Advice for Persons Who Pay Full FEHB Premiums
The FEHB program also provides coverage for former spouses, former employees, children turning age 26, and others. In each of these cases, the covered enrollee must pay the full premium without government contribution. This often results, nonetheless, in a better price than is available for non-group insurance purchased individually, which is the only other insurance available to some. In most cases, however, a marketplace exchange option is worth considering and for those eligible for premium tax subsidies is often a better buy.
Persons eligible for continuing coverage for as long as needed include:
- Those former spouses who have a qualifying court order and meet other conditions. They may enroll in any plan on the same basis as employees and annuitants, except for premiums.
- Temporary employees who have worked for one full year also may enroll on the same basis as employees, except for premium cost. (Such employees should switch to permanent employment if at all possible, to reduce premium costs by three-fourths.)
Time-limited coverage is also available for several categories of persons. They pay a small surcharge—two percent of the premium—and are eligible only for a limited time:
- Employees separating from Federal service for any reason may continue their coverage for 18 months.
- Children reaching age 26 are, unless severely handicapped, no longer eligible for coverage under their parents' family plan. They may obtain coverage in their own name for 36 months.
- Former spouses without a qualifying court order also may enroll for 36 months.

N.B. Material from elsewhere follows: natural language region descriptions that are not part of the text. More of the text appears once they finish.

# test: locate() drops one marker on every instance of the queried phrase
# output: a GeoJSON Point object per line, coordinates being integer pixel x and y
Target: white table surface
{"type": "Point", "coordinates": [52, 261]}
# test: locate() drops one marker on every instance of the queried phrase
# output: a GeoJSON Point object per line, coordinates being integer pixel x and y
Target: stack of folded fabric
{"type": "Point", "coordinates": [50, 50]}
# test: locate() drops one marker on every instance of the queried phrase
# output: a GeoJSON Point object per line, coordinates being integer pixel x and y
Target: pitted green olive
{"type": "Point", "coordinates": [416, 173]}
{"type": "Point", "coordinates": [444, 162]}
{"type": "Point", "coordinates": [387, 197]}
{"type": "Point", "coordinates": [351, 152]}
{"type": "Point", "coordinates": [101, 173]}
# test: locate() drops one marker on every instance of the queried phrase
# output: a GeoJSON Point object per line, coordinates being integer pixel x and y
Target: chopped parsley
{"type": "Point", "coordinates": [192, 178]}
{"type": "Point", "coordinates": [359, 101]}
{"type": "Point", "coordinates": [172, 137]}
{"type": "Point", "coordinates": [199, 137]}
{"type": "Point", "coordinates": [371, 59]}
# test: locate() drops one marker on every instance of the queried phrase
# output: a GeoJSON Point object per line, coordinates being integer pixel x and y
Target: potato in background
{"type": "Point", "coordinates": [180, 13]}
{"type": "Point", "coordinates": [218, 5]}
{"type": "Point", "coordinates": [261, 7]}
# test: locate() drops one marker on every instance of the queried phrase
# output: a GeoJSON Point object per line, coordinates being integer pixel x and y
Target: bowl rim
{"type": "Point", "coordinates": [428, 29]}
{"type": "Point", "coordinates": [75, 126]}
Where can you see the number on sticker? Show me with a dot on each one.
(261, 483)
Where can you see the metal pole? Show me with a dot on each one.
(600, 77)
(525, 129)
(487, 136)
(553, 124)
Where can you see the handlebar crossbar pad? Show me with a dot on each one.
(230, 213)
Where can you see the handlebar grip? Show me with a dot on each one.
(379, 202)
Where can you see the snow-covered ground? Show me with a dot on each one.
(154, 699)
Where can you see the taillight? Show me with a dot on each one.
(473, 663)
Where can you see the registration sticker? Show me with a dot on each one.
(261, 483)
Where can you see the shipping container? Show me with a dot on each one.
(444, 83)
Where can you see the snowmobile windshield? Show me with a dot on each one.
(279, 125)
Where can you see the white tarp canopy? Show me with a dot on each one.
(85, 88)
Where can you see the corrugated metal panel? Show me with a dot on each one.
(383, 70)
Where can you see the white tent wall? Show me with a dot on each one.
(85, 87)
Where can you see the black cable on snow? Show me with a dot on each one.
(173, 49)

For all purposes except premium contribution, tax shelter, and time limit, a temporary enrollee is treated like a regular enrollee. For example, there is no disqualification for preexisting conditions. There is a 60-day time limit for applying after the qualifying event, but once enrolled a person may switch plans in the next Open Season just like any employee or annuitant. At the end of the temporary period, these persons may switch to a "conversion" plan that is not part of the FEHB program and is sold at individual rather than group rates. However, the costs and coverages of these conversion plans are generally far worse than one can get by shopping on the private market. Some young adults will not have a parent with a family plan or will become ineligible for family coverage upon reaching age 26. You can usually (but not always) get better deals from marketplace exchange plans than you would from paying full premiums for the regular FEHB plans but must pay careful attention because bronze and silver plans have much higher deductibles and cost-sharing features than FEHB plans.
For persons who pay full premiums, we compare plans based on paying both the government and employee share. Although some of these persons must pay a two percent surcharge, we have omitted this factor to avoid the need for extra tables. Under any of the less-costly plans, the surcharge would be under $100 per year for singles and $200 per year for families. These tables do not include premium tax savings because persons who are not current employees are not eligible for this benefit.